Fitch Ratings-London-19 November 2015: Fitch Ratings has affirmed Norwegian life insurer Kommunal Landspensjonkasse’s (KLP) Insurer Financial Strength (IFS) rating at ‘A+’ and its Issuer Default Rating (IDR) at ‘A’, with Stable Outlooks.
KEY RATING DRIVERS
The ratings reflect the group’s ownership structure and importance in the Norwegian life market, its strong capital adequacy, as well as its market-leading position in the occupational pension market for public sector entities in Norway. KLP is a mutual organisation whose policyholders and clients are the municipalities and counties in Norway.

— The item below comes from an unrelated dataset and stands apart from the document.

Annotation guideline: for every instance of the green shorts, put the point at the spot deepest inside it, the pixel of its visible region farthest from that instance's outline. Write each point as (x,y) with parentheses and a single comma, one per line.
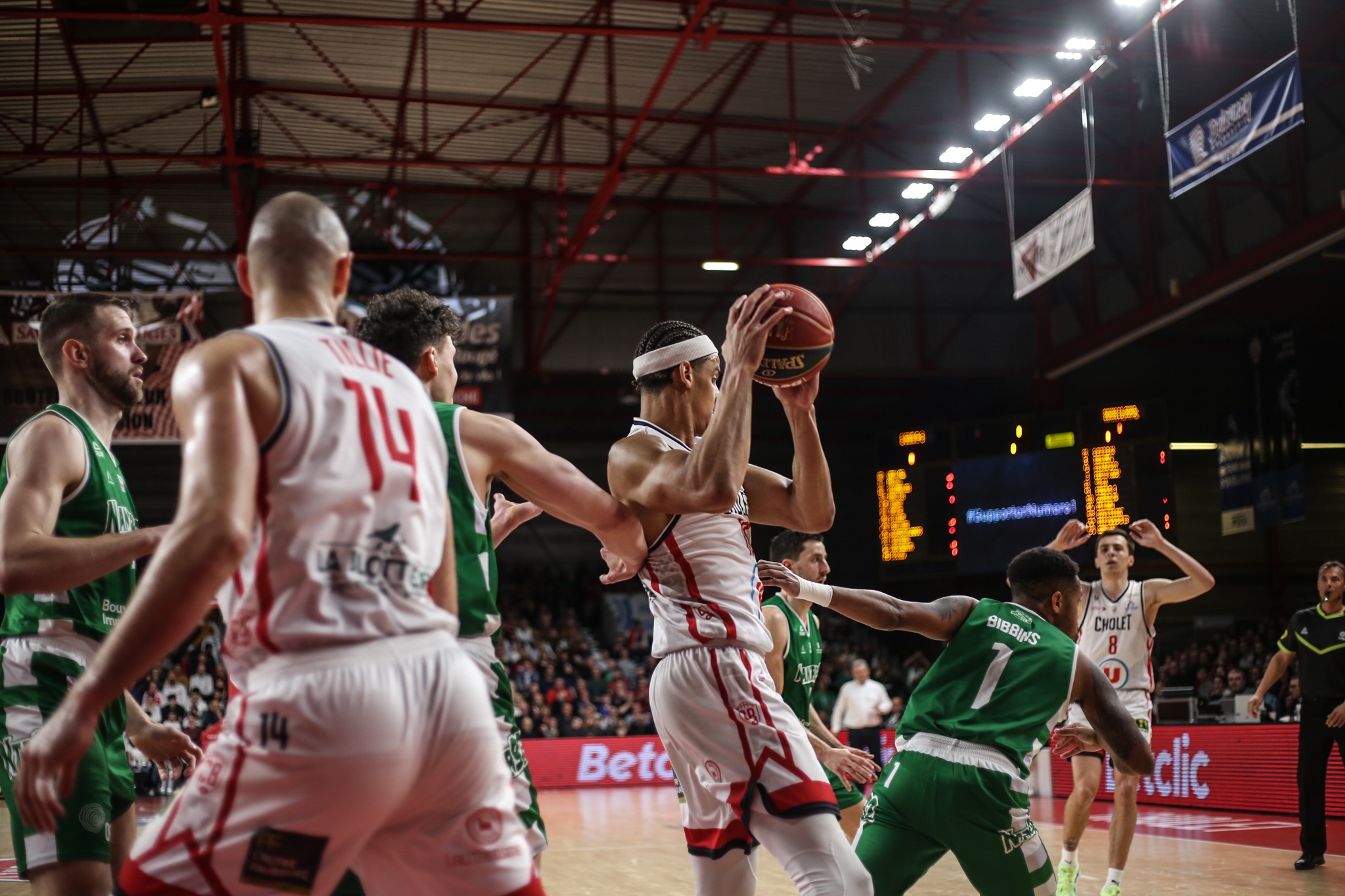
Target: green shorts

These entities legally cannot default on their obligations, rely on ‘AAA’ state support, if required, and have a statutory obligation to support KLP if necessary. Fitch views the ownership structure and potential support as key factors underpinning KLP’s ratings.
In 3Q15 low interest rates and falling equity markets resulted in weaker-than-expected operating profit for the quarter. KLP reported a negative value-adjusted return on its common investment portfolio for the quarter. As a result, financial buffers were weakened with the securities adjustment fund falling by NOK2.1bn to NOK17.5bn. KLP remains strongly capitalised in accordance with both the regulatory solvency margin and Fitch’s own assessment of capital adequacy. The regulatory solvency margin ratio was 245% at end-3Q15 (end-2014: 228%).
In Fitch’s opinion, the threat to profitability and capitalisation arising from a prolonged low interest rate environment is substantially mitigated by Norwegian life insurers’ ability to annually re-price the interest rate guarantees for existing defined-benefit schemes.
Negative rating factors include KLP’s limited geographical diversification and growing interest by municipalities to set up proprietary pension schemes. KLP’s customers will have the opportunity to establish their own pension funds, which will pose the biggest challenge to the company over the medium term.
KLP is one of Norway’s largest life insurance companies with total assets of NOK527bn at end-3Q15. The company provides pension, financing and insurance services to the local government sector and state health enterprises as well as to businesses in the public and private sectors. KLP is 62%-owned by Norwegian municipalities and counties, 27% by the Norwegian government via state health enterprises, and 11% by public sector enterprises.
An upgrade is unlikely unless KLP can greatly enhance the scale and profitability of its non-life operations, while maintaining or improving its strong group capital position.
KLP could be downgraded upon a loss of business from local authorities or if a material number of its municipal clients set up proprietary schemes. In addition, a material depletion of capital strength, to a level at which supplementary reserves are insufficient to fund one year of minimum investment guarantees, could also contribute to a downgrade.